Zdanie to utraciło już moc prawną. Co prawda nie ma go w ustawie o PIT już od roku (Sejm wykreślił je 4 października 2018 r., Dz.U. poz. 2126), ale z przepisów przejściowych wynikało, że skreślenie to będzie miało zastosowanie dopiero do dochodów uzyskanych od 1 stycznia 2019 r. (art. 8 ust. 1 ustawy nowelizującej).
W praktyce więc po raz pierwszy skreślenie to dotyczy zaliczki za grudzień lub za IV kwartał 2019 r., płatnej w styczniu 2020 r.
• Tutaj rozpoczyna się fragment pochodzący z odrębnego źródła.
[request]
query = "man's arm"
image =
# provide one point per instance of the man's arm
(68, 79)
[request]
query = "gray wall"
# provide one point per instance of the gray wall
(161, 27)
W tym roku przedsiębiorcy zetkną się też po raz pierwszy z inną zmianą – nowym terminem na złożenie rocznego zeznania za ubiegły rok. Termin ten rozpocznie się od 15 lutego, a upłynie, jak zawsze, 30 kwietnia roku następnego. To oznacza, że zeznania złożone przed 15 lutego będą uznawane za złożone w dniu 15 lutego, a nie wcześniej. Termin na zwrot nadpłaty podatku będzie więc liczony dopiero od 15 lutego, choćby nawet przedsiębiorca złożył zeznanie w styczniu.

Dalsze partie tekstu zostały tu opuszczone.